Have you ever noticed that words can have a different connotation depending on the context in which they’re used? As a writer, I’m fascinated by the different ideas and feelings a word can generate along with its literal meaning. Take, for example, the word “buddy.” Depending on who is saying it and in what tone, this word can have either a positive or a negative connotation. So here are some things to keep in mind when you’re tempted to call someone “buddy.”
Regardless of what dictionary you use, the common definition of “buddy” is a close friend or a person who provides help or support, or a working companion with whom cooperation is required (e.g., a buddy system).
My brother and my close friends and mentors occasionally refer to me as “buddy.” In these circumstances, they’re using the word in a context of respect and friendship. There are other occasions when people who aren’t close to me may call me “buddy.” For example, if I’m not watching where I’m going while driving my wheelchair, and headed for a pothole, a concerned person might call out, “Hey, buddy, watch out!” Usually the tone is one of concern, or maybe impatience (which I probably deserve if I’m being careless).
There are, however, occasions when use of the word buddy is patronizing and condescending. As a person with a disability who is non-verbal, I experience this use of the word more frequently than I suspect most people do, starting way back when I was a kid. The first time I heard it was one day when I went with my family to the mall to do some shopping. We were looking at a store window when a man came along. He stopped, pulled a loonie out of his pocket, flipped it onto the tray on my wheelchair, patted my head and said, “There you go, buddy.” Then he walked off. My younger brother, who never misses an opportunity for financial gain, bolted after the man. Very politely he indicated that since we’re brothers and since both of us are special, there should be a loonie for him too. He promptly held out his hand and was rewarded for his efforts by the slightly shocked man. It was a bit of comic relief in a painful moment.

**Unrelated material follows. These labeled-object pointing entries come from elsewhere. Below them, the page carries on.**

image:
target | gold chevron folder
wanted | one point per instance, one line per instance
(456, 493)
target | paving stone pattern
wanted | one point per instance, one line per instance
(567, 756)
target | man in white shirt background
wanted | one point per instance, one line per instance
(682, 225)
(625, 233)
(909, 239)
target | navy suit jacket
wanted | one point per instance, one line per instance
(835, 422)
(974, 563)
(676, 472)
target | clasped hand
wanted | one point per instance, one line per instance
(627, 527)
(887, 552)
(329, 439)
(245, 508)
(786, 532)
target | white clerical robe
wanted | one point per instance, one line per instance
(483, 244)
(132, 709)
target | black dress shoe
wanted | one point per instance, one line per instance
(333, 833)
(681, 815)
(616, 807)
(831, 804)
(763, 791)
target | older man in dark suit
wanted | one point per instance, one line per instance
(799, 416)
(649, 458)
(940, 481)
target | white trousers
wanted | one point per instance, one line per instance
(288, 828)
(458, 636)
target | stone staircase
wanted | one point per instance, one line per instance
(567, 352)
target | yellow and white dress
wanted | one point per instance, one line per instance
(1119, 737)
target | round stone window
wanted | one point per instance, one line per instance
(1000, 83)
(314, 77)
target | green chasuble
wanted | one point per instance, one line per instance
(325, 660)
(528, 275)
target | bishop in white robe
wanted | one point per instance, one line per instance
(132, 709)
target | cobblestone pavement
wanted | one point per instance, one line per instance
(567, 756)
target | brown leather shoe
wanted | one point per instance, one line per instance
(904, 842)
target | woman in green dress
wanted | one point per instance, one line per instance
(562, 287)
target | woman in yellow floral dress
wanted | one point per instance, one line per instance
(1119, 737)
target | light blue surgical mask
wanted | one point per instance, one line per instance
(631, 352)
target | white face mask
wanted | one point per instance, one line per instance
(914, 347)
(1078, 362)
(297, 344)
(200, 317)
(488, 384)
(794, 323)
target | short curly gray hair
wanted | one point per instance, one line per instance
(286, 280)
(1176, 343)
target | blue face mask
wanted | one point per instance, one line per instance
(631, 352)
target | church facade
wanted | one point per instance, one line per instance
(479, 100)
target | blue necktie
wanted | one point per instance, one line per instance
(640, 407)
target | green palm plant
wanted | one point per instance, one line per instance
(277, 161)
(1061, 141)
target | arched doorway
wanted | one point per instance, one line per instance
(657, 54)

I would like to tell you this was an isolated childhood incident, but it’s not. The other day I was in line for a coffee. The customer service representative addressed everyone ahead of me as “Sir” or “Madam,” but when it was my turn….yep, you guessed it…he called me “buddy.” Prepared to forgive him for a one-time slip-up, I went back later to buy a donut. Yup, the same thing happened.
Even in business situations, it’s not uncommon for people to address me as “buddy” – though they don’t use this form of address for the colleagues who are with me.
When someone I hardly know calls me “buddy,” it feels patronizing because I’m aware the reference is generally rooted in pity. To refrain from using this term isn’t to be “politically correct” but respectful. Here’s a simple rule to follow: if you aren’t a person’s friend, family member or mentor, don’t refer to them as “buddy.” It really is that straightforward. If we are truly committed to creating an accessible and inclusive society, then the connotation of our words matters.
By the way…the customer service representative at the coffee shop and I had a little chat. I call him Brian and he now calls me “John.”